Dr. Hasan Hörküç Bey’in Risale-i Nurlardaki gerçeklerin önemini anlatan bir hatırası: AMSS (Association of Muslim Social Scientists), yani ‘Müslüman Sosyal Bilimciler Derneği’ tarafından düzenlenen “İslâm, Müslümanlar ve Çoğulculuk ” başlıklı bir konferansa katılmak üzere Londra Westminıster Üniversitesi’nde bir konuşma yaptım.
Bediüzzaman Hazretleri’nin 1911’de tab ettirdiği Münazarat Risalesi’nden aynen şunları aktardım:
“Yahudîleri ve hıristiyanları dost edinmeyin.” (Mâide Sûresi, 5: 51 ) âyeti ile hükme bakarken iki şeye dikkat etmek gerekir. Delil, önce kesin metne dayanmalı. Sonra metnin o mânaya delâlet ettiği de kesin olmalıdır. (Meselâ, kurban kesme konusunda delil Kevser Sûresi’nin “venhar” yani “boğazla” emridir. Peki niçin kurban kesmek farz kabul edilmiyor. Hanefilerde vacip, Şâfiilerde sünnet oluyor? Eğer kurban kesmeye delâleti kat’i olsaydı, kesinlikle farz olurdu.) Halbuki tevil ve ihtimalin mecali vardır.
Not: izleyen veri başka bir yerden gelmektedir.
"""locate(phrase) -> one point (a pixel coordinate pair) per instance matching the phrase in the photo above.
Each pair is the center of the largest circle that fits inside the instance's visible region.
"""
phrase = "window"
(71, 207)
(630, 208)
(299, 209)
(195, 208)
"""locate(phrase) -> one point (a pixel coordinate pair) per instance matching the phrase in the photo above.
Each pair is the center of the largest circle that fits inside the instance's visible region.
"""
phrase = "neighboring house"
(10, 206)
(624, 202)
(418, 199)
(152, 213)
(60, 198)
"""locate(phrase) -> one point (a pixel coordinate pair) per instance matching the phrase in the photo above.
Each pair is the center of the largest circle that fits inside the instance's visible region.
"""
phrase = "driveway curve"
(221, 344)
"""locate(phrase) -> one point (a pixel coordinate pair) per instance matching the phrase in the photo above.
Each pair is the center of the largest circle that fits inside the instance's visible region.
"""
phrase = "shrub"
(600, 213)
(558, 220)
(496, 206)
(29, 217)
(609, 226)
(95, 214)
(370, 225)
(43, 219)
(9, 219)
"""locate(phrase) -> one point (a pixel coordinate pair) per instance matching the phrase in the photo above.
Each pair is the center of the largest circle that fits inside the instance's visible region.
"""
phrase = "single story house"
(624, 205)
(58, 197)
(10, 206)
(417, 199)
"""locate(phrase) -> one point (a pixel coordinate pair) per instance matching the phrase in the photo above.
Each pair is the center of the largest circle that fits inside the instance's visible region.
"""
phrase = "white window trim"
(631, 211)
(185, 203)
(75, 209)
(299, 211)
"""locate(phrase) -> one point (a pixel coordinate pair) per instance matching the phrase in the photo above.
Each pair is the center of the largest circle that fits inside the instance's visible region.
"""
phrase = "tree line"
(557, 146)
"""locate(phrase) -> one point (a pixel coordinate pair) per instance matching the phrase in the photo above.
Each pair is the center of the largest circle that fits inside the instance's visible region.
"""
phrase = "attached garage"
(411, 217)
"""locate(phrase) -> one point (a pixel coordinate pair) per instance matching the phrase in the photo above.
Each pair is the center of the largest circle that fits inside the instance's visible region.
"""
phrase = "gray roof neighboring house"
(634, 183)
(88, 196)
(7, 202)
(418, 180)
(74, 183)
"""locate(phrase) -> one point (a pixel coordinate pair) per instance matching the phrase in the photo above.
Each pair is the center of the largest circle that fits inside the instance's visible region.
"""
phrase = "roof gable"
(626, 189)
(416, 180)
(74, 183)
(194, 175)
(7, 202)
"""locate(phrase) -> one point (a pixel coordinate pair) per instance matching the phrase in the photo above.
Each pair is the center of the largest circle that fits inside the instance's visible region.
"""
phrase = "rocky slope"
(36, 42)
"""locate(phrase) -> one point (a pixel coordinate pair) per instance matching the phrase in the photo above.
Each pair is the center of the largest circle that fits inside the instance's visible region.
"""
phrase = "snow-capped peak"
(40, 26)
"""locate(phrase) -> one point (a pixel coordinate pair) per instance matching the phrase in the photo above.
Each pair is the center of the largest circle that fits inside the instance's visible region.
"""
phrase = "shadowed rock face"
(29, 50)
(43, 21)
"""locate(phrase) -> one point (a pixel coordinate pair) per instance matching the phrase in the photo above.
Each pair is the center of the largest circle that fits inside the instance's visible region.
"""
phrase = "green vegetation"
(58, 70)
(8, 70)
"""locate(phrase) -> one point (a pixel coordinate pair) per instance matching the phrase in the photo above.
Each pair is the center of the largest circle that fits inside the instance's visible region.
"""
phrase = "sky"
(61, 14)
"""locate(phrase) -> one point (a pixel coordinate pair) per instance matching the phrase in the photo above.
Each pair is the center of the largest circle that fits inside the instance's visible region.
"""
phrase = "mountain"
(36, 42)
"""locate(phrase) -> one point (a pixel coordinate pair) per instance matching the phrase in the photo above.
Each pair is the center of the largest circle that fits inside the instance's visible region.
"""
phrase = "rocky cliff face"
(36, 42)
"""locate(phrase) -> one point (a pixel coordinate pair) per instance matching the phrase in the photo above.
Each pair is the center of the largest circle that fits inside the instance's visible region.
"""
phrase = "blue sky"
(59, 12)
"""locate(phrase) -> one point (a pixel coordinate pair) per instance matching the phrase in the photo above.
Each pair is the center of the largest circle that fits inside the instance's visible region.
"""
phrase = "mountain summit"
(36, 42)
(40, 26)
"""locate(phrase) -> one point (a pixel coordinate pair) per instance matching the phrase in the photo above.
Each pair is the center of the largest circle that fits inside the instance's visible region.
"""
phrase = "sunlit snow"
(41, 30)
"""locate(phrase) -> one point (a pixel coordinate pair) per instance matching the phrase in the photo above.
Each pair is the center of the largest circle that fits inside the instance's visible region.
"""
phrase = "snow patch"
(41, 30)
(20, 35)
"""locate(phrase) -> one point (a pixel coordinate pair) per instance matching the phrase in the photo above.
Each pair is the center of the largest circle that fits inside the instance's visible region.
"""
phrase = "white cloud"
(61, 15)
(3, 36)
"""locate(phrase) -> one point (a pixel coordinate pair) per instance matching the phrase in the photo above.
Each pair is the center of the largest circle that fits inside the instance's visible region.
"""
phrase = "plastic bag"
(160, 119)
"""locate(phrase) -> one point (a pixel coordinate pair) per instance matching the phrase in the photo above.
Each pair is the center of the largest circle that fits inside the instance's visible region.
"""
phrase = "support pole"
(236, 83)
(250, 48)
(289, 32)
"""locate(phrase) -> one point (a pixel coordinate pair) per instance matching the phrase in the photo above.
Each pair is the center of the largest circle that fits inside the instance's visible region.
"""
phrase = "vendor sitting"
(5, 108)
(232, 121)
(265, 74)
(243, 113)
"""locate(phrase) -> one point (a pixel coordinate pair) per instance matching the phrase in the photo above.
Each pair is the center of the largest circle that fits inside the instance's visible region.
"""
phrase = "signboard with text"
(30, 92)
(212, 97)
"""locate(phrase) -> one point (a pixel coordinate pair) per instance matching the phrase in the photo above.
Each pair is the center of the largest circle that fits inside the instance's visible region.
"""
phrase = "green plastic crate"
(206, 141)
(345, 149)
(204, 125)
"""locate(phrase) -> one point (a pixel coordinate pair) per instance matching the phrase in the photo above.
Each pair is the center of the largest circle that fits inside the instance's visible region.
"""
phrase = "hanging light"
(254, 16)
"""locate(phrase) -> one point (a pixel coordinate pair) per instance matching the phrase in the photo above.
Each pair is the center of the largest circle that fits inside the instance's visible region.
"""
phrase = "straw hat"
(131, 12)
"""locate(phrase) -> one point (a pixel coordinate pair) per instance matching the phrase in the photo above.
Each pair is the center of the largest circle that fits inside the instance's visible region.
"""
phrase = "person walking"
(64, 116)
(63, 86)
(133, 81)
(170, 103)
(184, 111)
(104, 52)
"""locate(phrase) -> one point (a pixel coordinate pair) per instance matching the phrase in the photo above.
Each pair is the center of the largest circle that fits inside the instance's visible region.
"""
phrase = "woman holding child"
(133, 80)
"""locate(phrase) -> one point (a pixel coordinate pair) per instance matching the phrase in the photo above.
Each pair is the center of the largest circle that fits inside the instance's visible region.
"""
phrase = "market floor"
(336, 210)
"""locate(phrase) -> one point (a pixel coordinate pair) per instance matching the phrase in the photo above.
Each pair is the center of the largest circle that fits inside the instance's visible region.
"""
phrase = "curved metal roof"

Zira Nehy-i Kur’an umûmî değil, mutlaktır. Mutlak ise, kayıtlanabilir (bir çerçeve içine alınabilir). Zaman bir büyük müfessirdir, kaydını ortaya koysa itiraz olunmaz. Hem de hüküm müştak üzerine olsa, iştikakın mehazini hükmün illeti (gerçek sebebi) gösterir. Demek bu nehiy (Yahudî ve Hıristiyanları dost edinme yasağı) Yahudî ve Hıristiyanlarla Yahudîlik ve Hıristiyanlık olan aynaları hasebiyledir. Hem de bir adam zâtı için sevilmez. Belki muhabbet sıfat veya sanatı içindir. Öyleyse her bir Müslüman’ın her bir sıfatı Müslümanca olması lâzım olmadığı gibi, her bir kâfirin de bütün sıfat ve sanatları kâfir olmak lâzım gelmez. Binaenaleyh, Müslüman olan bir sıfatı veya bir sanatı beğenip takdir ederek almak neden câiz olmasın? Ehl-i Kitap’tan (evlendiğin nikâhlı) bir hanımın olsa elbette seveceksin!”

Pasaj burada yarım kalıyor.